We are two weeks into our Passion Project and my kids have pretty much narrowed down their area of focus for their passion: travel, gardening, healthy living, animals, music….the list goes on. These are all big, broad areas of interest, so how do we begin on our passion journey?
Our ‘way in’ was through the PYP concepts. We thought about these in two ways: as lenses and as keys. Some kids really bought into the idea that they were picking up and putting on different glasses with different colored lenses through which they would look at their topic. Some kids bought into the idea that they were standing in a room with eight colored doors and each key in their hand unlocked a different door to step through to their passion. I was pretty impressed with the speed at which they figured this out, actually!
Each child made a set of concept cards using the following information. A descriptor of the concept on one side, and curriculum area sample questions on the reverse. These were mounted on different colored cards and bound together with a ring. We were ready to begin!
I started with the whole class and a topic close to my own heart and one they could relate to: dogs. We started going through the concepts and thinking of questions that would fit that lens:
FORM: What are the distintive characteristics of a dog?
FUNCTION: How do the lungs of a dog work?
CHANGE: What are the newest medical advances that are now in place to help injured dogs?
Each child was given a large concept question planner and, armed with their passion topic and their concept-question cards, were asked to think of questions for each concept. PDF Concept Question Planner
We discussed that some concepts may lend themselves to more questions and some to fewer questions. As we continue with this on Monday, my hope is that we can help each other focus our inquiries through the use of concepts. I also want to make sure that their time is spent on relevant, engaging and worthwhile questions. I want their questions to be deep and open. But how?

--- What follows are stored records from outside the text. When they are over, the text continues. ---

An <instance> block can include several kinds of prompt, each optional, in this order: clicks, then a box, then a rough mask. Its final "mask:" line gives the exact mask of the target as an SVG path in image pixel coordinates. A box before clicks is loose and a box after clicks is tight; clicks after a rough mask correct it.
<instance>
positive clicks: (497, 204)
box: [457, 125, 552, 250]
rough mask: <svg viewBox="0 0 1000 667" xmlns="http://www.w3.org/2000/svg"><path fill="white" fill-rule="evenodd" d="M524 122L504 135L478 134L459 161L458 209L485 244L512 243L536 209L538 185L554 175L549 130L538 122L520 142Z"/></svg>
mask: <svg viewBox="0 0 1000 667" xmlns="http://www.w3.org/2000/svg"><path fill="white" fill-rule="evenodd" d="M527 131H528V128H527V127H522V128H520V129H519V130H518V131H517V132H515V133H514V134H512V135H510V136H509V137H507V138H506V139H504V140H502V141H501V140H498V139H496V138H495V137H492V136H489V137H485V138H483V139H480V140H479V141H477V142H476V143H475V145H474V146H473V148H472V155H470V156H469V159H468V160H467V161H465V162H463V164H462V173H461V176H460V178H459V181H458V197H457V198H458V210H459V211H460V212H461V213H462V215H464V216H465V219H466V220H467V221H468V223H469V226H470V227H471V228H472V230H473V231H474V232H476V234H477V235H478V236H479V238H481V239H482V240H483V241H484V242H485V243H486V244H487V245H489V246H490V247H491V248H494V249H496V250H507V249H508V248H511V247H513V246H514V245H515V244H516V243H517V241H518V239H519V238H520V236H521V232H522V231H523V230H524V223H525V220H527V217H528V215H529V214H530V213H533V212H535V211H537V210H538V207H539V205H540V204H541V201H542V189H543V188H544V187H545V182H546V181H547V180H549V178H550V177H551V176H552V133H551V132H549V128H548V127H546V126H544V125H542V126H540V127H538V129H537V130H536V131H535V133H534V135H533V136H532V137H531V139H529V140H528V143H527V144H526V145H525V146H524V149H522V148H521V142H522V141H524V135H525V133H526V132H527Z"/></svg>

I came across the idea of a Question Quadrant to help see if where your questions ‘fit’: The Quadrant can be used to distinguish closed and open questions that relate specifically to a text; or closed and open questions that stimulate intellectual curiosity.
Once they have generated questions, I am thinking of using the Visible Thinking Routine, “Question Sorts” to help my students ensure they are really focusing on questions they care about:
A question sort, would be similar looking to the question quadrant:
I am still thinking about how best to help them make the most of their inquiries. I think we are off to a good start! I know a lot of the focus still remains on ‘producing a product’ which is not the goal of this project but is something that I think people are more comfortable with given that is how we were educated: to produce ‘something’. My goal is to keep putting the tools out there and hoping that the more product oriented ideas arise from the deeper inquiry, rather than become the sole purpose of the project.